Além disso, sugere-se que a manipulação da ordem dos exercícios afete o VTT ao influenciar o número de repetições realizadas (MONTEIRO, SIMÃO & FARINATTI, 2005; SHIMANO et al., 2006; SIMÃO et al., 2005). O VTT é obtido pela multiplicação do número de séries e repetições pela carga utilizada em cada exercício (RATAMESS et al., 2009). Diferentes VTT vêm sendo associados a respostas agudas distintas (GOTSHALK, LOEBEL, NINDL, PUTUKIAN, SEBASTIANELLI, NEWTON, HAKKINEN & KRAEMER, 1997; KRAEMER, MARCHITELLI, GORDON, HARMAN, DZIADOS, MELLO, FRYKMAN, MCCURRY & FLECK, 1990; RATAMESS, FALVO, MANGINE, HOFFMAN, FAIGENBAUM & KANG, 2007), que podem influenciar as adaptações crônicas ao treinamento (hipertrofia/ganho de força) (TESCH, KOMI & HAKKINEN, 1987). No entanto, o efeito da manipulação da ordem dos exercícios sobre o VTT da sessão ainda não foi investigado.

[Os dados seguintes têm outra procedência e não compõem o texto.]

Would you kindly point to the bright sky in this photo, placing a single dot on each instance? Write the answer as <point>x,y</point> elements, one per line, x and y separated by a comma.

Além disso, alguns estudos mostraram que a percepção subjetiva de esforço (PSE), ao final de uma sessão de treinamento, não variava em função da ordem de realização dos exercícios (MONTEIRO, SIMÃO & FARINATTI, 2005; SIMÃO et al., 2005, 2007). Contudo, considerando que o número de repetições realizadas em um determinado exercício (SHIMANO et al., 2006), assim como a PSE (SWEET, FOSTER, MCGUIGAN & BRICE, 2004), são dependentes da sobrecarga utilizada, é esperado que qualquer alteração no número de repetições para uma determinada carga fixa seja refletida também na PSE. Deste modo, o objetivo do presente estudo foi verificar o efeito da ordem de realização dos exercícios de membros inferiores sobre o número de repetições, sobre a PSE de cada exercício e da sessão de treinamento, bem como avaliar a influência da ordem sobre o VTT realizado na sessão.
Materiais e método
Amostra
Doze voluntários do sexo masculino (19,3 ± 2,1 anos, 71,1 ± 9,8 kg, 172,4 ± 6,1 cm) com no mínimo 12 meses de experiência (3x/semana) em treinamento de força para membros inferiores (23,3 ± 11,5 meses), sem histórico de lesão articular no quadril, joelho e tornozelo, participaram do estudo. Todos os sujeitos foram informados sobre os objetivos e riscos da pesquisa e assinaram um consentimento livre e esclarecido sobre os riscos e benefícios associados a sua participação no estudo. Este estudo foi aprovado pelo Comitê de Ética em Pesquisa da Escola de Educação Física e Esporte da Universidade de São Paulo (protocolo nº 2009/49).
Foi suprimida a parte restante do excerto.